San Antonio – Already champions and St. Mary’s University Hall of Famers, Leticia Morales-Bissaro and Stan Bonewitz will soon share another athletic achievement.

They are about to be enshrined together into the San Antonio Sports Hall of Fame.

Morales-Bissaro (B.A. ’86), a St. Mary’s icon from her days on the softball diamond, and Bonewitz (B.A. ’68), a baseball and basketball star for the Rattlers who went on to enjoy a legendary high school basketball coaching career, are part of the San Antonio Sports Hall of Fame Class of 2012, it was announced Monday during a press conference at the Dominion Country Club.

They join former San Antonio Spurs great Bruce Bowen, former NFL Pro Bowl player David Hill and Lt. Col. John Russell, a notable U.S. equestrian leader, in the comprising the latest class, which will be inducted into the San Antonio Sports Hall of Fame during a tribute on Fri., Feb. 10, 2012 at the Alamodome.

“It still hasn’t sunk in,” said Morales-Bissaro, who along with Bonewitz was a graduate of St. Gerard High School in San Antonio, of being part of the class. “It’s just a very prestigious award. When you win something like this, you can’t help but look back at your younger years and really reminisce on this.”

A legend in every sense of the word at St. Mary’s, Morales-Bissaro was the first St. Mary’s woman athlete inducted into the NAIA Hall of Fame and remains the only female Rattler to have her jersey number retired. She was also inducted into the National Hispanic Sports Hall of Fame in 2001.

She took St. Mary’s to a national championship in softball in 1986, winning the NAIA national crown with a record-setting performance that has stood the test of time. She still holds numerous national tournament records, including most strikeouts (65), most complete games (8), most appearances (8) and most wins (7).

A four-time letter-winner, Morales-Bissaro finished with 667 career strikeouts from 1983-1986 and was the team’s Most Valuable Player all four years. She is now the Associate Director of Undergraduate Admission at St.
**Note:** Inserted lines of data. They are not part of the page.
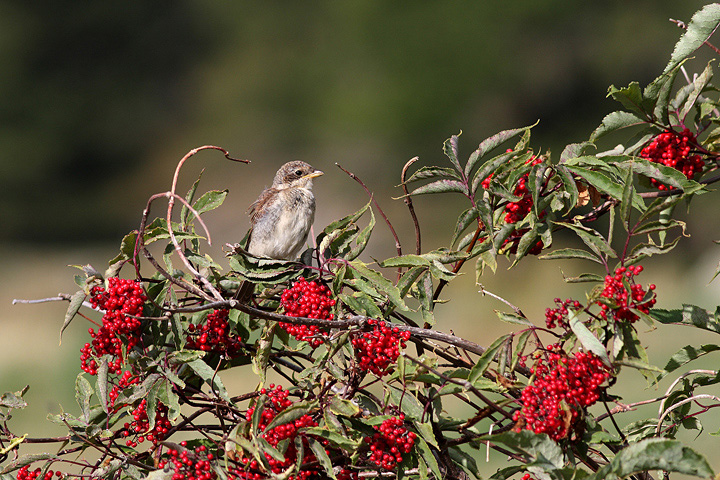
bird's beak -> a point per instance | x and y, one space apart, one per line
314 174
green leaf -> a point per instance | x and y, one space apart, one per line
592 239
426 454
441 186
698 85
587 339
83 392
381 283
489 167
486 358
566 253
206 373
689 315
531 444
584 278
321 456
664 174
605 184
513 318
340 441
701 27
686 355
451 151
408 403
76 302
625 203
14 399
463 222
291 414
490 144
615 121
431 172
210 201
655 454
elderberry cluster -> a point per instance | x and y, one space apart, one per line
25 474
390 441
377 350
140 426
307 299
214 335
122 302
558 316
622 295
277 402
124 381
516 211
191 465
673 149
564 386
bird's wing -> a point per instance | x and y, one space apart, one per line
258 205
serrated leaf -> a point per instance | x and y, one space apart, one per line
584 278
210 201
630 97
450 150
290 414
441 186
76 302
486 358
464 220
83 392
566 253
334 438
592 239
531 444
490 144
589 341
321 456
513 318
664 174
616 121
686 355
431 172
206 373
700 28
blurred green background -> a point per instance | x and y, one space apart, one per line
99 101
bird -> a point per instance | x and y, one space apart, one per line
281 217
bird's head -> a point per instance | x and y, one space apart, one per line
295 174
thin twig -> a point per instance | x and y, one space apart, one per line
408 201
377 205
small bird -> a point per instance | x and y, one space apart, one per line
281 217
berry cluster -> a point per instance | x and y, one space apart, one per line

Mary’s, where her daughter, Maricela Bissaro, a sophomore, wears her mother’s temporarily unretired No. 24 for the softball team.

A high-school coaching legend in the state of Texas, Bonewitz won 708 games over his 36 years as a high school basketball coach. He led East Central High School of San Antonio to the Class 5A state championship and a perfect 35-0 record in 1994-1995.

A four-year baseball and basketball player at St. Mary’s in the 1960s, Bonewitz was best known for the creative style of play he instilled at East Central, where he coached for 24 seasons before retiring in 2005. Pressing on defense and running on offense, Bonewitz’s teams made a habit of running the opposition out of the gym.

As a player at St. Mary’s, Bonewitz was an impact performer from the start on the hardwood, averaging 9.3 points and 7.8 rebounds as a freshman. But basketball wasn’t always his primary passion.

“I really enjoyed playing baseball,” said Bonewitz, who played for a pair of St. Mary’s Hall of Fame coaches, Ed Messbarger (basketball) and Elmer Kosub (baseball). “But coaching, I liked basketball. It’s more constant activity, more creativity. In baseball, I liked the crack of the bat. I watch it on television. But basketball, in our system they have a chance to improvise, be a little more creative. It made it fun for them, and I think today’s players have that ability.”

Clearly, so, too, did Bonewitz and Morales-Bissaro.